ARTISTE has also enabled art institutions to detect potential degradation in their collections. "The Uffizi for example is able to set up a query such as 'What pictures in our collection have developed spider-web shaped cracks?" They were able to find four or five pictures with those issues, and start remedial action before those pieces deteriorated."
Powerful search facilities
James Stevenson of the V&A in London gives a user perspective. "With ARTISTE, we can search our database using combinations of text and image content in the query, which makes the system far more powerful than before. We can submit an image to a database and say, 'Find me an image like this one'. The system can look at aspects of colour distribution for example and find images with similar characteristics."
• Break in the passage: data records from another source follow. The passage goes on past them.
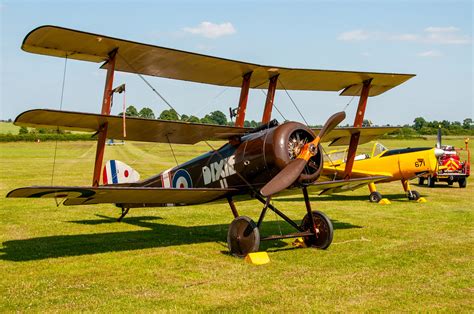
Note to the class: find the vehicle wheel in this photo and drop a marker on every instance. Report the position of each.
(375, 197)
(413, 195)
(324, 230)
(431, 181)
(243, 236)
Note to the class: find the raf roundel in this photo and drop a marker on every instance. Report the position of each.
(182, 180)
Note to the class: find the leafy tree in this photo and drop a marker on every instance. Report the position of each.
(467, 123)
(169, 114)
(193, 119)
(419, 123)
(218, 117)
(146, 113)
(131, 111)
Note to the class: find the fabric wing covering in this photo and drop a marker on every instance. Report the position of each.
(82, 195)
(169, 63)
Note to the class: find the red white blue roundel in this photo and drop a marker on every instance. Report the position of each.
(182, 179)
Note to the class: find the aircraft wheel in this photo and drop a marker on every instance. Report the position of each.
(375, 197)
(243, 236)
(324, 230)
(431, 181)
(413, 195)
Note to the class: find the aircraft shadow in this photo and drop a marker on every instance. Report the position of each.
(341, 197)
(156, 235)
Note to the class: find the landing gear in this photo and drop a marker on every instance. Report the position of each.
(431, 181)
(243, 236)
(375, 197)
(413, 195)
(324, 230)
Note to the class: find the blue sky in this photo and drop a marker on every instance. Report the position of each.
(432, 39)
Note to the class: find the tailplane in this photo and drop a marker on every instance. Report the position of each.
(115, 172)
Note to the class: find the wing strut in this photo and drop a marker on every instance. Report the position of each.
(244, 95)
(99, 155)
(359, 118)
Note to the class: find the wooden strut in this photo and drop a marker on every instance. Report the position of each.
(99, 156)
(244, 95)
(359, 118)
(267, 112)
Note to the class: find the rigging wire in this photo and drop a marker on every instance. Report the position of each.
(57, 127)
(294, 104)
(149, 85)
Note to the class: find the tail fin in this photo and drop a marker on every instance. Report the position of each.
(116, 171)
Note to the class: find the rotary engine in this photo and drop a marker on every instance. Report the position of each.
(263, 154)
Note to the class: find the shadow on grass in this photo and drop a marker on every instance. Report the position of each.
(156, 235)
(340, 197)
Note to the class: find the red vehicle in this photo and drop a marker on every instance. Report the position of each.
(450, 166)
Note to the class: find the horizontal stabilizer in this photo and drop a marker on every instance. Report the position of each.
(342, 136)
(338, 186)
(82, 195)
(164, 62)
(137, 129)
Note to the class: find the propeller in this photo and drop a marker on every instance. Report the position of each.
(292, 171)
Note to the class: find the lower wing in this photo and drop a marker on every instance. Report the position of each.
(338, 186)
(124, 196)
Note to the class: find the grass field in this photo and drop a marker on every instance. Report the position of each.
(401, 257)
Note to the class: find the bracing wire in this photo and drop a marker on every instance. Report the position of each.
(149, 85)
(293, 102)
(57, 129)
(276, 108)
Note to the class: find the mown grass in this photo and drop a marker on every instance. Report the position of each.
(400, 257)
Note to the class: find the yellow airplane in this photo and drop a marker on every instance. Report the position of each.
(397, 164)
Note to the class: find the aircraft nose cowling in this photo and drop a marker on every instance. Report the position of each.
(285, 144)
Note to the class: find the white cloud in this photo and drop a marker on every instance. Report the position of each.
(211, 30)
(355, 35)
(430, 53)
(446, 36)
(449, 35)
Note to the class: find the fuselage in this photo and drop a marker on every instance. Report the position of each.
(398, 164)
(246, 162)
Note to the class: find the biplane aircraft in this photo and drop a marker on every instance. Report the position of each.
(257, 162)
(396, 164)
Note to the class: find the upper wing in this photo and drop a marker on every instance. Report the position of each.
(158, 61)
(81, 195)
(342, 136)
(338, 186)
(137, 129)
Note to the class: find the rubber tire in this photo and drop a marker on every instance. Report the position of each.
(431, 181)
(312, 241)
(414, 195)
(375, 197)
(237, 225)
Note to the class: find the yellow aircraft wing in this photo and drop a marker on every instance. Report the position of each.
(164, 62)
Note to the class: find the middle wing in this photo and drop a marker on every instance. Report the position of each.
(82, 195)
(137, 129)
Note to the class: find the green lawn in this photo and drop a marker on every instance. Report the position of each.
(401, 257)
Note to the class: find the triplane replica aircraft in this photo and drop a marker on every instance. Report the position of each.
(258, 162)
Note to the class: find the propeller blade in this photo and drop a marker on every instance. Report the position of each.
(292, 171)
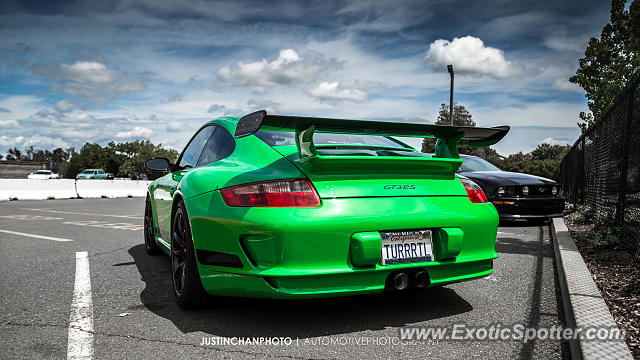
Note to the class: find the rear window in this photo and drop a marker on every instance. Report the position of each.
(283, 138)
(476, 164)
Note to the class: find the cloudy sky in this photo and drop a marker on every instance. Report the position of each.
(78, 71)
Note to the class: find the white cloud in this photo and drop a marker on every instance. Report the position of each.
(92, 81)
(260, 104)
(174, 126)
(552, 141)
(10, 141)
(288, 69)
(63, 106)
(469, 55)
(337, 92)
(173, 98)
(565, 85)
(8, 123)
(215, 108)
(136, 132)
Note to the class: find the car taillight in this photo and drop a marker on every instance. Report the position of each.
(475, 193)
(276, 193)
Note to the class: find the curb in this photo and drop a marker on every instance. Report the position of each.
(583, 304)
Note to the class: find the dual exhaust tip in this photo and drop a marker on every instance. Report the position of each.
(402, 280)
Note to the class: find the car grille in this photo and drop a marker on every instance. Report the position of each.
(537, 191)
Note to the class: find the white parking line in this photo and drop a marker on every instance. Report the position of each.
(88, 214)
(35, 236)
(80, 343)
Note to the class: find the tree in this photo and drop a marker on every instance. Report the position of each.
(543, 161)
(123, 159)
(15, 154)
(461, 117)
(138, 152)
(610, 61)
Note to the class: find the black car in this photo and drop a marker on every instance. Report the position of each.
(515, 195)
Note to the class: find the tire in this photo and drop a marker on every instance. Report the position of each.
(149, 233)
(539, 222)
(187, 285)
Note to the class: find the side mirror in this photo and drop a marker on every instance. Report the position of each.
(158, 164)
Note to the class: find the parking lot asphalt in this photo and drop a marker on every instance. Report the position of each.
(135, 316)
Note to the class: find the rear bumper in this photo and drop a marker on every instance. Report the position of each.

The system also allows users to go to a colour palette menu and search for images that contain, say, 60 per cent of the same hue. In this way, users can find an original image that is a close match to a design or colour scheme. "We can even take a detail of an image," says Stevenson, "and find its parent. For example in our collection we have thousands of motifs - we can take a motif, or even just a detail of one, and search for its parent."
"We've been working out how to integrate ARTISTE techniques into our current systems," he says. "Although the project made use of a redundant database technology, we have now managed to convert all the features into the open-systems based MySQL.'
Many of the techniques developed successfully under ARTISTE have rolled on into its successor project SCULPTEUR, which has extended the ARTISTE methods of researching two-dimensional images into other media such as 3D models and Quicktime movies. Such abilities are particularly interesting for galleries' sculpture collections.
Providing increased access
ARTISTE project development was driven very much by the needs of the users, emphasises Martinez. "We developed content-based retrieval algorithms for a variety of purposes, say for text, or colour, or colour layouts. These facilities were then tuned to ensure they provided what the users really wanted."
"The project was a success mainly because we were able to see a concrete result which could save people time and effort," he says. "It is not just for professors and professional librarians, but also for the general public. Museums and galleries see it as a good way of increasing access to their collections."